As the currency fell to unprecedented lows against the dollar in recent weeks, changers are being targeted on the grounds that they are again speculating and driving up inflation.

On Wednesday, the police arrested two people in Baalbek after a raid on an unlicensed operation for “practising illegal money-exchange operations”, the state-run National News Agency reported.

Fear of a new wave of government reprisals led most of Damascus Street's operators to shut up shop, said one of the few traders still open on Thursday morning.

“Most money changers are closed today because they are scared of police raids and being thrown in jail," he explained.

“I don't even know what is happening and if the threat is real."

Chaos and rumours

Such is the chaos that on the parallel market, even money changers are confused.

So far, OMT and BOB Finance — the two main exchange houses with hundreds of outlets around Lebanon that work directly with the central bank — have not been targeted.

There used to be a third, CTEX, but the central bank revoked its licence after it had sanctions imposed by the United States over alleged links to Iran-backed Hezbollah, the powerful Lebanese political party and armed group.

As rumours of more action against exchanges spread this week, there were also reports that the central bank had withdrawn OMT’s licence.

With between 15 and 30 per cent of Lebanese households relying on remittances from abroad to survive — totalling $6.6bn in 2021 — OMT is often busy handing out money transfers sent from family members overseas.

But one OMT agent in Beirut said reports they'd lost their licence were “fake news”.

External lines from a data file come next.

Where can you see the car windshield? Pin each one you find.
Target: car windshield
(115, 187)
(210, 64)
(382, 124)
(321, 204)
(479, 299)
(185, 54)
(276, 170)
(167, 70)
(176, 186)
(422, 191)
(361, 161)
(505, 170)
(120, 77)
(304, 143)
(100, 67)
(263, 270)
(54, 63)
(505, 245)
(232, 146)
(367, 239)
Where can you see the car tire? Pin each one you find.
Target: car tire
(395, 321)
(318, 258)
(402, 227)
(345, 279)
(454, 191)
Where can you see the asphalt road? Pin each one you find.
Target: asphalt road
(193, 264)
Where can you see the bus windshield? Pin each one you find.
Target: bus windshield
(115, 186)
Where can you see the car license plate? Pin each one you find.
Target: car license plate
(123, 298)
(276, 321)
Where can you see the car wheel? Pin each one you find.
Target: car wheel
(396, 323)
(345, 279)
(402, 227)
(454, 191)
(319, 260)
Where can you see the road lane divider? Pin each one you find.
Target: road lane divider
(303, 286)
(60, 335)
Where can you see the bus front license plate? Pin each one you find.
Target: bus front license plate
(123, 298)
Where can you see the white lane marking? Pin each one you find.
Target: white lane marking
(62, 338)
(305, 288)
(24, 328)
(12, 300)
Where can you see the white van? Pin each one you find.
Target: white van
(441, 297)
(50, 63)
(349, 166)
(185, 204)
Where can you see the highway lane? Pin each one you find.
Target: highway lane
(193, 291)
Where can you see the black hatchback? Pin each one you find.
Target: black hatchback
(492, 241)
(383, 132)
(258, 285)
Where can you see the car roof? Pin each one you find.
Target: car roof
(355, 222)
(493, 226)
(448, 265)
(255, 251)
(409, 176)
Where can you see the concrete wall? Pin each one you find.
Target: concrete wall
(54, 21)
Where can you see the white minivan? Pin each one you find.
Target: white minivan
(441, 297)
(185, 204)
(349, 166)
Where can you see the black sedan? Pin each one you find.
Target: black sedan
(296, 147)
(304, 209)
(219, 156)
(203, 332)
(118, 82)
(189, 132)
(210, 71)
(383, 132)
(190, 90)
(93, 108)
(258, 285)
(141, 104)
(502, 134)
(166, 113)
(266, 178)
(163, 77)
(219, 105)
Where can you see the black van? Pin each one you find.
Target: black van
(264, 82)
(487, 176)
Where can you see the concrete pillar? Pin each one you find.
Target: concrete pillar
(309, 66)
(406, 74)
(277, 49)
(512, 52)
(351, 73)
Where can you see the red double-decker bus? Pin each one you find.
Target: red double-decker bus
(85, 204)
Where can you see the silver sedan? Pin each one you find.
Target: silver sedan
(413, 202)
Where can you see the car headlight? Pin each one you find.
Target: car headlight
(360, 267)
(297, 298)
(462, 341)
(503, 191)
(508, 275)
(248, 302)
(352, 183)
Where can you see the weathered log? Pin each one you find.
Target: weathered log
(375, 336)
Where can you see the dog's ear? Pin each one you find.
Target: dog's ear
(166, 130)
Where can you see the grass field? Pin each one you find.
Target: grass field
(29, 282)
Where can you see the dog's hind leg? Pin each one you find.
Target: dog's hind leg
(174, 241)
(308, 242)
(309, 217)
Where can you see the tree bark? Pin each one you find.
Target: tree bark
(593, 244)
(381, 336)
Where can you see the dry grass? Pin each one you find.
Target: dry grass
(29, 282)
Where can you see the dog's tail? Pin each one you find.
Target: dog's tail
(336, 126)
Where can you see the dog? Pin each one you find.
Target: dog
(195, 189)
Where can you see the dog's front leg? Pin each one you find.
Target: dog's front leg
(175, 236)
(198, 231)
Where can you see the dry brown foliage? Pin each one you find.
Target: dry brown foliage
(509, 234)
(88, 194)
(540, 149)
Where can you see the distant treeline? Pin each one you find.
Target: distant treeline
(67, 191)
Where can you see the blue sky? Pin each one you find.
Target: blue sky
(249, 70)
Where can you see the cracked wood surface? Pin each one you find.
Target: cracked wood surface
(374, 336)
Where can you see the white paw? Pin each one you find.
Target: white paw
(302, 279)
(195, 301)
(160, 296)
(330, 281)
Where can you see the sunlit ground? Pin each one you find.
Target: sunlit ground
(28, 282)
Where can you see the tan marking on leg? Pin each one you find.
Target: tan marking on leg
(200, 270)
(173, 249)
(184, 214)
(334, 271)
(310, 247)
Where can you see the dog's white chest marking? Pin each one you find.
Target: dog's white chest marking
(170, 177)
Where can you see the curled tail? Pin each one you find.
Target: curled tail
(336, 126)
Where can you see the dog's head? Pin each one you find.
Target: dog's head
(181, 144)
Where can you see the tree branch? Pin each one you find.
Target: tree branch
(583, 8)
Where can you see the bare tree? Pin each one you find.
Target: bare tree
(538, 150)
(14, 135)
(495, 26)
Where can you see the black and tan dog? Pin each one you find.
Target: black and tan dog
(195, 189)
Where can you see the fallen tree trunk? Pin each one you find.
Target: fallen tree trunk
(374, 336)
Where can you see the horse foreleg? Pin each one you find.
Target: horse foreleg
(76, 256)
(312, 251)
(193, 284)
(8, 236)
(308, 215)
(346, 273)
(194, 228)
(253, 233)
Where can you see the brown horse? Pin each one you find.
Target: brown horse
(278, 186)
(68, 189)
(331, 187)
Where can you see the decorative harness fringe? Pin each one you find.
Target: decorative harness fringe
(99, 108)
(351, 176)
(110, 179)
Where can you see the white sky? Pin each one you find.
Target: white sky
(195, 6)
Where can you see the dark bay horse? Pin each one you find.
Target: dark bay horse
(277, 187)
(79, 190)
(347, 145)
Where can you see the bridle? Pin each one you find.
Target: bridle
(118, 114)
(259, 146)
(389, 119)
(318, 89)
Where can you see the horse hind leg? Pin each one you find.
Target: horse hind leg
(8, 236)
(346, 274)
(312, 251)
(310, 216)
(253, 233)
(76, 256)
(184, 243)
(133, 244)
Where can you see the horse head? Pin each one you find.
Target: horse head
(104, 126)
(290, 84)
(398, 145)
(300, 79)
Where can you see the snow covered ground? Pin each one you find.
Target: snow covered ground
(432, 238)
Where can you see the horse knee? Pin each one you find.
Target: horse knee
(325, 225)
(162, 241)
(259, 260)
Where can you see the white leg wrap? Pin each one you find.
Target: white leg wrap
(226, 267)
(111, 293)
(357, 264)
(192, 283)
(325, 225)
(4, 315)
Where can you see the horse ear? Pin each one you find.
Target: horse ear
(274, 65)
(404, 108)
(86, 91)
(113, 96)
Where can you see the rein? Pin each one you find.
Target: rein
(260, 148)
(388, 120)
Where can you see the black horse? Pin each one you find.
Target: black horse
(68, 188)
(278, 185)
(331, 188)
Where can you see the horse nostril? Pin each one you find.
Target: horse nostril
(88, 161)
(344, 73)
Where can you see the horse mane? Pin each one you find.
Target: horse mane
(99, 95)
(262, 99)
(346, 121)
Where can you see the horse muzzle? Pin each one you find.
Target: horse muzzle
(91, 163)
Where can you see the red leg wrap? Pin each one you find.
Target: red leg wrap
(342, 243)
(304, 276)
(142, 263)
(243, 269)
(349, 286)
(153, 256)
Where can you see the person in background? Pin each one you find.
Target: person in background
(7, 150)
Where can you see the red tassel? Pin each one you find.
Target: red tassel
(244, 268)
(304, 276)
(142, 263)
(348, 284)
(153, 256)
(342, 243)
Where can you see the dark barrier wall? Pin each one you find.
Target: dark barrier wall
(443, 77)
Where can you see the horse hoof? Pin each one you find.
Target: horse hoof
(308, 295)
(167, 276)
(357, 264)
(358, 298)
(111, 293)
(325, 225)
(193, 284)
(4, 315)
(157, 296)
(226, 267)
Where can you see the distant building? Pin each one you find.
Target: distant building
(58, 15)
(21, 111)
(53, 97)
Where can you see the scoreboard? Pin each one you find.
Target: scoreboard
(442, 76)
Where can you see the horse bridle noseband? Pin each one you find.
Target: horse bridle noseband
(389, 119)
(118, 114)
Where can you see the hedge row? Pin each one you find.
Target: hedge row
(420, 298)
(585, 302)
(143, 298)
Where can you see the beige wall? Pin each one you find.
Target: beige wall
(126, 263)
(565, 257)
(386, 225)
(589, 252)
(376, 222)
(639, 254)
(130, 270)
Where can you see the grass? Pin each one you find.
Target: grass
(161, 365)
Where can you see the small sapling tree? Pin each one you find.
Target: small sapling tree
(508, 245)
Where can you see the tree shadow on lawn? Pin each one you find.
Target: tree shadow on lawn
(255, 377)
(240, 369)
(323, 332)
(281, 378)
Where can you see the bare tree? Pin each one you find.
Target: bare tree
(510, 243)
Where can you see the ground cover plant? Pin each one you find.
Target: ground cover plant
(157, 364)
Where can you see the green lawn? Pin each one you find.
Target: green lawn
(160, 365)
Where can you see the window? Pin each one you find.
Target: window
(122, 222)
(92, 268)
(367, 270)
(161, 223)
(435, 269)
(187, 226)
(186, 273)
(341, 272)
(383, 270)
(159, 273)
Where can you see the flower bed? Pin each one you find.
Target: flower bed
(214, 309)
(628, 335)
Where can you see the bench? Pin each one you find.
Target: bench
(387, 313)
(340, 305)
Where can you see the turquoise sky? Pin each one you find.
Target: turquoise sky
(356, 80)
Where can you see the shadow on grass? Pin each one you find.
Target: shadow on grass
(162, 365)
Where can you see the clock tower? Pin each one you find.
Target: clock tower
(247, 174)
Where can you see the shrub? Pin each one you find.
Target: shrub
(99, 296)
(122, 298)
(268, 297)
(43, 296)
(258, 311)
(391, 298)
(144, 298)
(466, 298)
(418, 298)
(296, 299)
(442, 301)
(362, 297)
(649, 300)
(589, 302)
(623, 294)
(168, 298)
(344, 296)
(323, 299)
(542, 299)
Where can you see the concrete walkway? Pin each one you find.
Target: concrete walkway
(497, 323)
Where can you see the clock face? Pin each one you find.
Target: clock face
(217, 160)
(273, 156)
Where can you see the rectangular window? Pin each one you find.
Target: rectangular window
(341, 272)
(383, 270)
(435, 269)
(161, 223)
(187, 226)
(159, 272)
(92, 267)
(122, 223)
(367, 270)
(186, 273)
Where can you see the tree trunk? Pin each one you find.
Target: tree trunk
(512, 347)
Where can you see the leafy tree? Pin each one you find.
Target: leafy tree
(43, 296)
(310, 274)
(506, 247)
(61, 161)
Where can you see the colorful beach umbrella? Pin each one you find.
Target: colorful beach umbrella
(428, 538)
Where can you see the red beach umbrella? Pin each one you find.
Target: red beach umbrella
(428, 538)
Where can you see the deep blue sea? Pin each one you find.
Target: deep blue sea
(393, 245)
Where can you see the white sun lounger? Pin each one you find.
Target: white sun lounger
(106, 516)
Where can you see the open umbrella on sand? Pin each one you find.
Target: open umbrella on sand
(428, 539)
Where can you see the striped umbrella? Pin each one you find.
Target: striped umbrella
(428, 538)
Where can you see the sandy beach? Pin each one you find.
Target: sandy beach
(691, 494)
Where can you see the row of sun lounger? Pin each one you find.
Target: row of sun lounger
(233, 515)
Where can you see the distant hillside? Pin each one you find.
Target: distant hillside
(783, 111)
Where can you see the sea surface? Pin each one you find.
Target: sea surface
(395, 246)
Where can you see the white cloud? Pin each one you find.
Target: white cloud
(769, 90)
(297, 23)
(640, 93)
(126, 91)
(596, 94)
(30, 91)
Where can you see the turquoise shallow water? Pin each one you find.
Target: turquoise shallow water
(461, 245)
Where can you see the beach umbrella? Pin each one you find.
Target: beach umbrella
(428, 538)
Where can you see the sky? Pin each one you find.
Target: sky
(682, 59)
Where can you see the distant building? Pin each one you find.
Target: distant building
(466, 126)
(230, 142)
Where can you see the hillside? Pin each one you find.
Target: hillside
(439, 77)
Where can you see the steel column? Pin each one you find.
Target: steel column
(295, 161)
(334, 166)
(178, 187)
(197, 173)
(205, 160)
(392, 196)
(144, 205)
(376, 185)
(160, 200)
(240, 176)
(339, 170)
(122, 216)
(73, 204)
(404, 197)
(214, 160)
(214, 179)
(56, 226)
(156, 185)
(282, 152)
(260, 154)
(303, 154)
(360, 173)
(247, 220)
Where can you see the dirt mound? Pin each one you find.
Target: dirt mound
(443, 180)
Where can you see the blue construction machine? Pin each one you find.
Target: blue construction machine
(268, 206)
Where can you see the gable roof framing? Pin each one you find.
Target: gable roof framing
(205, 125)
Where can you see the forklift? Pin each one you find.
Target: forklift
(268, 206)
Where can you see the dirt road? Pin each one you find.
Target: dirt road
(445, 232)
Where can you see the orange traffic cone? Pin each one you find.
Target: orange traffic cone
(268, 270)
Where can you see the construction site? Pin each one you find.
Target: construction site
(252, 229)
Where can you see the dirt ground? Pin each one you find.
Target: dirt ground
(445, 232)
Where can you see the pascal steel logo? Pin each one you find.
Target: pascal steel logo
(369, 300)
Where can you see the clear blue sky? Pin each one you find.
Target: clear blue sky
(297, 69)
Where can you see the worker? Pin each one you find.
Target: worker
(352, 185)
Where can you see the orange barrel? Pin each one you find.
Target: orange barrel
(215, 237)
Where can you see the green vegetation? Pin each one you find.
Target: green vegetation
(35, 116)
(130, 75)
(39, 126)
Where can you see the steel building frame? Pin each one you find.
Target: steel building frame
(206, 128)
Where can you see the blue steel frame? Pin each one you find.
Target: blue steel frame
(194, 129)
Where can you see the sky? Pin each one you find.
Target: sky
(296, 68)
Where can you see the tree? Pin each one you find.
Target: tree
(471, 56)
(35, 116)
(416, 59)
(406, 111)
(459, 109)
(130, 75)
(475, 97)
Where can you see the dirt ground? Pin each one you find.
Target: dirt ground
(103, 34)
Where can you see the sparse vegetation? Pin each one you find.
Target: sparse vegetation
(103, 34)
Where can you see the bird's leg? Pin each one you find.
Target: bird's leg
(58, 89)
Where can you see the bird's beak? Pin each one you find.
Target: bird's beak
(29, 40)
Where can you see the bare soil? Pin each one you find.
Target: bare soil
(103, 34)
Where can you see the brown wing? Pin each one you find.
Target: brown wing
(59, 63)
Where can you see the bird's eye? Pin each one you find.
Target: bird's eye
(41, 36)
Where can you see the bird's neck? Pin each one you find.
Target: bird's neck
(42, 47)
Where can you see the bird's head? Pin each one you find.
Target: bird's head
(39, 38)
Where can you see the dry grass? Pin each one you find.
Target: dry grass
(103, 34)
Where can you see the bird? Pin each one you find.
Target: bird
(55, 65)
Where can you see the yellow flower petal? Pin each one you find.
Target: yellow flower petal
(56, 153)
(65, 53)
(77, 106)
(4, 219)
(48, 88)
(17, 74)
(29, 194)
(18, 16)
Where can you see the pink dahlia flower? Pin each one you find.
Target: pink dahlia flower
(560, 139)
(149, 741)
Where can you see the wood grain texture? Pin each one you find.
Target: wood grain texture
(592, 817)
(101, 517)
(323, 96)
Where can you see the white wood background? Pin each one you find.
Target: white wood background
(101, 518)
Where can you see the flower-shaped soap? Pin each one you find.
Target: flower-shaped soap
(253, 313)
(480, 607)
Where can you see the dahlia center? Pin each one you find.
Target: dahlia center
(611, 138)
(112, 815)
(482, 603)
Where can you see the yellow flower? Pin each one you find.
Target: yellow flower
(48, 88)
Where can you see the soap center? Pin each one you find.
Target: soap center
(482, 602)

For the hundreds of smaller operators that have sprung up to provide the vital service, some regulated by the central bank and others not licensed at all, it's not clear what is happening.

The OMT agent said only the exchanges with no licence would be shut down by the government.

In downtown Beirut, one exchanger who was still open on Thursday pointed his permit out on the glass screen that separated him from his customers.

“We have a licence,” he said.

Yet another who had told The National he was licensed was closed on Thursday.

A scapegoating strategy

Experts, however, say that accusing changers of gambling on the value of the pound is only an attempt to scapegoat them for the soaring inflation.

“The speculation on the rate is only a consequence of the multiple exchange rates," said one financial executive.

As well as Lebanon's new official exchange rate of 15,000 and the parallel rate on the street of close to 65,000, there is also the Sayrafa rate, an official platform managed by the central bank that is currently trading at 38,000.

For those able to access the Sayrafa, they can trade these at 65,000 to profit from the collapsing pound.

“But they are not the cause of inflation, saying otherwise is only a way to deflect responsibility from the authorities," added the financial executive.

He said such trading only underlined the "authorities' incompetency to deal with the crisis".

The UN says Lebanon’s economic crisis, which has plunged 80 per cent of the population into poverty, is “man-made”, with the long-standing ruling elite unable to implement much-needed reforms to lift the country out of its predicament.